УДК 821Л61Л.09"18" ББК 83.3(2=411.2)53-8 DOI: 10.46726/H.2021.2.2
Н. В. Капустин
РАССКАЗ А. П. ЧЕХОВА «СТРАХ»:
ЖАНРОВЫЕ МЕТАМОРФОЗЫ И ОБЕРТОНЫ СМЫСЛА
В центре внимания автора статьи рассказ А. П. Чехова «Страх», в одном из писем названный писателем рождественским и опубликованный 25 декабря 1892 года в газете «Новое время». Это способно вызвать недоумение, поскольку действие рассказа происходит летом, что, кажется, безгранично удаляет «Страх» от традиционного святочного/рождественского канона (приуроченность художественного времени к зимнему праздничному циклу — Святки, Рождество, Новый год). Однако, называя рассказ рождественским, Чехов имел в виду его центральный мотив, каким оказывается типичный для этой повествовательной формы мотив страха. В статье показано своеобразие чеховской трактовки данного мотива, сближающей его не со сферой необыкновенного, чудесного, ирреального, как предписывала традиция, а с обыкновенными проявлениями реальной человеческой жизни. Возникнув в контексте святочной словесности, трактовка страха в рассказе Чехова была смещена в иное смысловое пространство, а связь с традицией лишь подчеркивала его новизну. На отталкивании от старого, привычного вырастала новая художественная концепция, кардинально расходящаяся с привычным «горизонтом ожидания» читателя, знакомого с газетной святочной и рождественской словесностью. Проведенные параллели с темой страха у И. С. Тургенева и С. Кьеркегора уточняют смысловые звенья чеховского понимания страшного.
Ключевые слова: Чехов, святочный/рождественский рассказ, мотив страха, жанровые метаморфозы.
N. V. Kapustin
CHEKHOV'S STORY «FEAR»:
GENRE METAMORPHOSES AND OBERTONES OF MEANING
The article is devoted to the short story of Anton P. Chekhov «Fear». Chekhov himself considers his story as a «Christmas story» (it was published on December, 25, 1892 in «Novoe Vremya» newspaper). It is a bit paradoxical because the narration covers summer time. That seems to extremely distance the story from the traditional Christmas canon (Christmas is celebrated in winter: Christmastide, Christmas, New Year). Yet, by naming his story a Christmas one Chekhov alluded to the central motive of fear so typical of a Christmas story. The author of the article shows how Chekhov interprets the motive of fear in his story. According to Chekhov the motive of fear is connected not with the sphere of unusual, wonderful, unreal (as it was traditionally done before in the genre of Christmas story) but with the usual events of the real life. Thus, the interpretation of fear was transferred to another semantic field while the connection with the tradition emphasized the innovative nature of Chekhov's story. Chekhov creates the new concept in fiction that was absolutely new for the reader who was used to the traditional
© Капустин Н. В., 2021 2021. Вып. 2 •
Christmas stories published in the newspapers. The author of the article also analyzes the motive of fear in the works of Ivan S. Turgenev and S. Kjerkegor. These parallels reveal Chekhov's understanding of «fear» as well.
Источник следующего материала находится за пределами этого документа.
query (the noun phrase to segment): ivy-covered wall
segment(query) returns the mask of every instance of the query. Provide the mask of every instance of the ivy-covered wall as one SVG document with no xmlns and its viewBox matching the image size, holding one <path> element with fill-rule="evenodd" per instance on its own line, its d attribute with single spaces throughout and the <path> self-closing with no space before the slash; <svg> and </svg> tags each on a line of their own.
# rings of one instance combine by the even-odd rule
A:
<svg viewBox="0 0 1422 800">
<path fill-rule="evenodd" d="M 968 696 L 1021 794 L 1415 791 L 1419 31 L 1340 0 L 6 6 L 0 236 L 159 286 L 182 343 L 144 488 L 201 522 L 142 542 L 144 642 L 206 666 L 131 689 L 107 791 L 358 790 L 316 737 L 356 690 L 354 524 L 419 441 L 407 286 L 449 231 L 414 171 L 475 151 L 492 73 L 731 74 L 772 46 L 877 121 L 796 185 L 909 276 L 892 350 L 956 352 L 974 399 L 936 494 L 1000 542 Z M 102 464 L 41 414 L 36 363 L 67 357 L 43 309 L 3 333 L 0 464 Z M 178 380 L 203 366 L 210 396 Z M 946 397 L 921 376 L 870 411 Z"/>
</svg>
Key words: Chekhov, Christmas story, motive of fear, genre metamorphoses.
Свойственные тому или иному жанру признаки нередко существуют в сильно трансформированном виде. В таком случае читатель не всегда осознает их как качества, присущие данному жанру, что, естественно, сказывается на понимании текста. «Диалогизующий фон» (М. М. Бахтин) уходит из сферы восприятия, возникают потери смысла, особенно ощутимые тогда, когда автор рассчитывает, что его установка на диалог с традицией будет замечена. Потаенным, скрытым от реципиента оказывается то, что писатель как раз не собирался скрывать, а, наоборот, акцентировал, обыгрывая традиционное и тем самым добиваясь прироста смысла.
Жанровые формы русской литературы XIX века изучались более чем основательно, но лакуны еще остаются. Так, в частности, сравнительно недавно предметом специального рассмотрения стали формы массовой календарной словесности, во взаимодействии с которыми, как выясняется, был создан ряд выдающихся произведений Н. В. Гоголя, Ф. М. Достоевского, Л. Н. Толстого, Н. С. Лескова и других русских писателей [3; 4]. Среди них нужно назвать А. П. Чехова. Своеобразие связанных с церковным и народным календарем пасхальных и святочных рассказов Чехова раскрыто в работах Е. В. Душечкиной и А. С. Собенникова [3; 7]. Однако несколько чеховских произведений, вступающих в довольно сложные интертекстуальные отношения с календарной словесностью, оказались за пределами внимания. К ним относится и рассказ «Страх» (1892), названный Чеховым в письме к Н. М. Ежову от 25 декабря 1892 года рождественским.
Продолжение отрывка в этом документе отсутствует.